A new processor that uses light, instead of electrons, has the potential to perform its computations up to 100 times more powerfully and efficiently than existing processors inside machine-learning computer systems. That's according to a new USC and MIT study published in the journal Nature Photonics.
"In addition to vastly improving the scalability of computing power, the optical artificial-intelligence processor increased energy efficiency compared with current technologies," said Zaijun Chen, a research assistant professor at the USC Viterbi School of Engineering's Ming Hsieh Department of Electrical and Computer Engineering. "This could be a game-changing factor in the effort to overcome the electronic bottlenecks for the kind of computing architecture needed to run AI systems in the future."

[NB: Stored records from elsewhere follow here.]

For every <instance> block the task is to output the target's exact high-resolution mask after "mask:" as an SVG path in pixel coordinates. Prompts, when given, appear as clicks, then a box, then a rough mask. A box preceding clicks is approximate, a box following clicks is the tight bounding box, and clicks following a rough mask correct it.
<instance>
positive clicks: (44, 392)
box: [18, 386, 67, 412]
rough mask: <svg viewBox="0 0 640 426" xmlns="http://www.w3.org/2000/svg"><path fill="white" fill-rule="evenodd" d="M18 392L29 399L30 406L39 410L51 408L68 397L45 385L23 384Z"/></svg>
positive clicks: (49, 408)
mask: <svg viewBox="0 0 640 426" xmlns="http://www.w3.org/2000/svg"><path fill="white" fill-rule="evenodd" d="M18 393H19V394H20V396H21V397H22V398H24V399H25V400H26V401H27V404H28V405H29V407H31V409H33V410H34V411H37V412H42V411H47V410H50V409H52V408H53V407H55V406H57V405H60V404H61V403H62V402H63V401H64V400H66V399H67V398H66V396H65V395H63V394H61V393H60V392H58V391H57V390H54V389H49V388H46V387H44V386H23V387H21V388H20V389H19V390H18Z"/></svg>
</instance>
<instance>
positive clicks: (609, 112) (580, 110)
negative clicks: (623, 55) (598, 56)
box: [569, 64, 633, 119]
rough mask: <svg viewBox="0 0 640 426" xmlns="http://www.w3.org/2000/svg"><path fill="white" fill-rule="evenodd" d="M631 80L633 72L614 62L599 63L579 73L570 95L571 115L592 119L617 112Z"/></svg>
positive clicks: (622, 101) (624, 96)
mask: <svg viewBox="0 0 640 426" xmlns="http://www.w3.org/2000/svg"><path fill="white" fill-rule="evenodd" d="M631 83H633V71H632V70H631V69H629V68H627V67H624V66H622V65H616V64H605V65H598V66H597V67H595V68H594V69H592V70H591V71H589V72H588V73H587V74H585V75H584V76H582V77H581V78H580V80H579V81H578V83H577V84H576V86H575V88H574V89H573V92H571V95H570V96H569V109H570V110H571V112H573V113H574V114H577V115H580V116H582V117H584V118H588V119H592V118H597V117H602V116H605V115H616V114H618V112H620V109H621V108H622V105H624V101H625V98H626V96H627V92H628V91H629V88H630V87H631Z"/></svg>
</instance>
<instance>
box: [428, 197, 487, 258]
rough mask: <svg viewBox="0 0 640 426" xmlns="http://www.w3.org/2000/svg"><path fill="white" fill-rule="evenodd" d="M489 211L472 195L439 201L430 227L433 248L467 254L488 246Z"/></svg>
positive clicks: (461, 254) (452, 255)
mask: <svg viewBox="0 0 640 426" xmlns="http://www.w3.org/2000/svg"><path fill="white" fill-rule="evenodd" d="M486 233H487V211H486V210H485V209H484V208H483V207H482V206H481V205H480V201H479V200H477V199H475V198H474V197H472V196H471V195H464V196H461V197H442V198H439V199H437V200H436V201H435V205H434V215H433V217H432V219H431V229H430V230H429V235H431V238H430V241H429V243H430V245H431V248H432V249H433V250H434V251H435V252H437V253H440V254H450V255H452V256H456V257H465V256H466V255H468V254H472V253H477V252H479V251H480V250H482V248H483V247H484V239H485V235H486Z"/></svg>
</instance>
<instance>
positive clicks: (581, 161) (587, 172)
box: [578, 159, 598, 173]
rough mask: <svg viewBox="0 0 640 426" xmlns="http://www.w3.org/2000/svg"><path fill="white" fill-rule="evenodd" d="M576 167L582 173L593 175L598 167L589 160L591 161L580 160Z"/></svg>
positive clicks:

Chen, the lead author of the paper, performed the work while he was a postdoctoral associate at MIT in the Research Laboratory of Electronics (RLE).
The research examines deep neural networks (DNNs) that power AI-generative innovations like ChatGPT. But the networks require giant amounts of energy and space. Training the GPT-4 (the machine learning model behind ChatGPT) requires 25,000 graphics processing units (GPUs) running over the course of 90 days. The website Towards Data Science estimates the training costs to be about 50 megawatt-hours (MWh) of electricity, enough to power about 2,000 households. That generation also releases about 12,000 tons of carbon dioxide.
The advent of optical neural networks (ONNs), based on the movement of light, helps information move more quickly and efficiently over a smaller space. The research team decided to see if ONNs would be a better tool, but they recognized that they also require high energy usage "due to their low electro-optic conversion efficiency, low compute density due to large device footprints and channel crosstalk, and long latency due to the lack of inline nonlinearity," the authors wrote.
Using an ONN equipped with a laser array, the scientists were able to overcome those challenges. More than 400 lasers are integrated on a photonic chip area of 1 square centimeter in the demonstration. Each laser, with a diameter of only one-tenth of the human hair, can convert data from the electronic memory to the optical field at the clock rate 10 GHz (10 billion neural activations per second in neural network language). And surprisingly, each conversion consumes only several attojoules (1 attojoule = 10-18 joules, about the energy of 10 single photons in visible wavelengths). That is five to six orders of magnitude lower than state-of-the-art optical modulators.
The study authors have even greater hopes for future improvement: Beyond the 100-fold leap in both output and energy efficiency, "near-term development could improve these metrics by two more orders of magnitude," they wrote. The new technology "opens an avenue to large-scale optoelectronic processors to accelerate machine-learning tasks from data centers to decentralized edge devices" like cell phones, the paper states.
About the study
Zaijun Chen of USC, Ryan Hamerly of NTT Research, and Dirk Englund are the corresponding authors. Other co-authors who also contributed significantly are Alexander Sludds, Ronald Davis, Ian Christen, Liane Bernstein, and Lamia Ateshian of RLE. The key component of this computing system, VCSEL arrays, is fabricated and provided by Tobias Heuser, Niels Heermeier, James A. Lott, and Stephan Reitzensttein of Technische Universitat Berlin.
The study was funded by the U.S. Army Research Office, NTT Research, the National Defense Science and Engineering Graduate Fellowship Program, the National Science Foundation, the Natural Sciences and Engineering Research Council of Canada and the Volkswagen Foundation.